A trial funded by iMOVE Cooperative Research Centre will look into the feasibility of flying COVID-19 vaccines to living in remote Australia. The test is expected to occur in the Northern Territory and see the drones fly up to 250 km (155 m).
The project is led by the Northern Territory Government, with iMOVE helping to fund it and Charles Darwin University running the actual trial.
Charles Darwin University will be in charge of the trial and develop a test flight center and recruit pilots to fly the drones. The drones will speed up delivery times of the vaccine to remote areas in Australia while reducing costs to do so.
The trial will evaluate four key points that will ultimately deicide if the trial becomes a reality.
- Procuring airframes that can manage the vast Australian distances, which are far greater than currently flown for health care carriage
- Adapting technology to withstand the territory’s hot, humid, and monsoonal climate
- Planning works with the Civil Aviation and Safety Authority to identify and regulate flight paths within current airspace requirements
- Integrating drones into the current health transport infrastructure network
Minister for Health Natasha Fyles said:
It doesn’t matter whether you live in the city or in the bush – Territorians deserve to have access to the very best health services, and this new technology will be a driving force in this space.

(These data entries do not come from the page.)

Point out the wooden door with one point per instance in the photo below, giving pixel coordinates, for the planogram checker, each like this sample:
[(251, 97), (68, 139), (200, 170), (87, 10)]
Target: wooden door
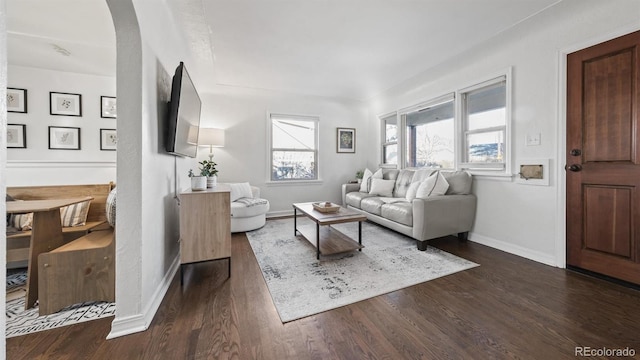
[(603, 158)]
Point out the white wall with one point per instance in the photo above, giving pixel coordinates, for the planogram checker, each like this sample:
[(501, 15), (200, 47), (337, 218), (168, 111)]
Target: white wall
[(243, 113), (149, 46), (37, 164), (523, 219)]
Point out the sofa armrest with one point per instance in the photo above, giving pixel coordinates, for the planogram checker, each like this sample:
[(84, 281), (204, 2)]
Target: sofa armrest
[(444, 215), (347, 188)]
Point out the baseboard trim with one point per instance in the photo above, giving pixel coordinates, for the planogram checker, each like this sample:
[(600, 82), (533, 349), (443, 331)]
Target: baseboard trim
[(140, 322), (514, 249)]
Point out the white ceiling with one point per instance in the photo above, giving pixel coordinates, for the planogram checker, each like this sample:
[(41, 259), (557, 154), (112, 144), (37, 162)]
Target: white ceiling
[(352, 49)]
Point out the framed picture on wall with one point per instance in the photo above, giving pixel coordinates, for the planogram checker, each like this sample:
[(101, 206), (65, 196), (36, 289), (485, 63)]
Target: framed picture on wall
[(108, 108), (16, 100), (346, 140), (108, 139), (65, 104), (16, 136), (64, 138)]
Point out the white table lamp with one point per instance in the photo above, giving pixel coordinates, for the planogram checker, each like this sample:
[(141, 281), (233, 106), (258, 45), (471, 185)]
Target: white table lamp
[(211, 137)]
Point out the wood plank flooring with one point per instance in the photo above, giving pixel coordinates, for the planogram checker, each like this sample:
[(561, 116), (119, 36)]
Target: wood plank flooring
[(507, 308)]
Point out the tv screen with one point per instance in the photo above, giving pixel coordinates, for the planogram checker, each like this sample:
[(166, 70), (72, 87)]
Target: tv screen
[(184, 115)]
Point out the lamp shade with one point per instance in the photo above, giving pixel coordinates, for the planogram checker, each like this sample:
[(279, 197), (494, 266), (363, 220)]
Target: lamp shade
[(211, 137)]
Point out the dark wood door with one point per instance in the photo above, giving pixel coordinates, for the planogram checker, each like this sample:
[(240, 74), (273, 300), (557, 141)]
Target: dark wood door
[(603, 158)]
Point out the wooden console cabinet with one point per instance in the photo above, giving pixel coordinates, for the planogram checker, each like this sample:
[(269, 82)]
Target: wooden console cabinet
[(205, 226)]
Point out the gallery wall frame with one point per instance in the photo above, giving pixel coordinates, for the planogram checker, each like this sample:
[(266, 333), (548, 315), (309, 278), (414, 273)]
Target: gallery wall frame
[(108, 139), (108, 107), (16, 100), (64, 138), (65, 104), (16, 136), (346, 140)]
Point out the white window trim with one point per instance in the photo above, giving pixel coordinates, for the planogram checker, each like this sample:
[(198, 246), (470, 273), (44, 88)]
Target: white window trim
[(402, 121), (486, 169), (269, 155), (383, 142)]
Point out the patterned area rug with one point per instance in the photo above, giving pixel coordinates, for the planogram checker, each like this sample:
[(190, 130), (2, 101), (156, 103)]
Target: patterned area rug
[(22, 322), (301, 286)]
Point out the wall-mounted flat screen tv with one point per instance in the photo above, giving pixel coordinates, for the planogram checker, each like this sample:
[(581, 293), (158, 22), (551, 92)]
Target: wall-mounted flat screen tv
[(184, 115)]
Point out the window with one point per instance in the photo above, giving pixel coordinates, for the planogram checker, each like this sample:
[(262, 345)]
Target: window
[(390, 140), (430, 135), (294, 147), (484, 122)]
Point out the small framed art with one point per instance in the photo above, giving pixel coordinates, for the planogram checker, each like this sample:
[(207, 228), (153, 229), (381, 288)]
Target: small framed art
[(16, 136), (108, 139), (16, 100), (65, 104), (64, 138), (108, 108), (346, 140)]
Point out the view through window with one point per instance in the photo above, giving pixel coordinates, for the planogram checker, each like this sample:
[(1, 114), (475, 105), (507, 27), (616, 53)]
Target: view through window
[(294, 149)]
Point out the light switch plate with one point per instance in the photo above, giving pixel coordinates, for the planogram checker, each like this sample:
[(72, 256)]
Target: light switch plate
[(533, 139)]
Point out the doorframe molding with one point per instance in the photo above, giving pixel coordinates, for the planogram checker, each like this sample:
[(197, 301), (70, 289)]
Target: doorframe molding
[(561, 204)]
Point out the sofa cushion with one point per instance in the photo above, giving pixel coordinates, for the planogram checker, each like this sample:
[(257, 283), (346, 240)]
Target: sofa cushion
[(239, 210), (459, 182), (354, 198), (402, 183), (400, 212), (435, 184), (364, 185), (372, 205), (382, 187)]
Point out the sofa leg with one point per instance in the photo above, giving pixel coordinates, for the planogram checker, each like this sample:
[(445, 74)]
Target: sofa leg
[(422, 245)]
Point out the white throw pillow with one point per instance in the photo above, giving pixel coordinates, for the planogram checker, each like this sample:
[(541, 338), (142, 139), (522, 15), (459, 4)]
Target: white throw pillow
[(364, 186), (382, 187), (412, 190), (435, 185), (240, 190)]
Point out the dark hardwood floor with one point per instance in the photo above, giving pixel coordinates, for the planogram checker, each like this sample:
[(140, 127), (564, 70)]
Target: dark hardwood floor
[(508, 307)]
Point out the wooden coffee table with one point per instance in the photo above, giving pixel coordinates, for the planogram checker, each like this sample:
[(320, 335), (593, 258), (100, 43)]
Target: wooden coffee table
[(328, 240)]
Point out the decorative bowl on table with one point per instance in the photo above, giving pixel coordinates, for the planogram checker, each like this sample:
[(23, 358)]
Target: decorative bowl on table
[(326, 207)]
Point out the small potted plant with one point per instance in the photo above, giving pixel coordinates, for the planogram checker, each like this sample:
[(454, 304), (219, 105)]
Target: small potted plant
[(198, 182), (208, 169)]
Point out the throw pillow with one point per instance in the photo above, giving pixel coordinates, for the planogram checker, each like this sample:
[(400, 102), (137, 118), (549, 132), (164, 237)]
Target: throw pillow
[(435, 185), (364, 185), (22, 221), (382, 187), (412, 190), (75, 214), (110, 210), (240, 190)]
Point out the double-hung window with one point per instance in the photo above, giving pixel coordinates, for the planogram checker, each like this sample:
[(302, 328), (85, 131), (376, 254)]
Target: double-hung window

The Territory is on the front-foot to being a national leader in the development of drone technology for the carriage of health care.
Australia has been quiet when it comes to COVID-19 vaccine delivery drones, so it’s great to see this project being pushed by the government and such a large educational institution. Hopefully, this will be the first step for many other companies and states to see the benefits drones offer for remote deliveries and follow.
The program hopes to have regular deliveries up to 100 km (62 miles) by the end of the year, with the longer 250 km (155 miles) expected to begin before July 1, 2023.
Lee-Ann Breger, iMOVE programs director, shared:
There are about 8 million people living in rural and remote parts of the country – that’s about a third of our population living in places where getting life-saving medical supplies is not only a race against time, but also a battle against the tyranny of distance, harsh landscapes and unpredictable elements.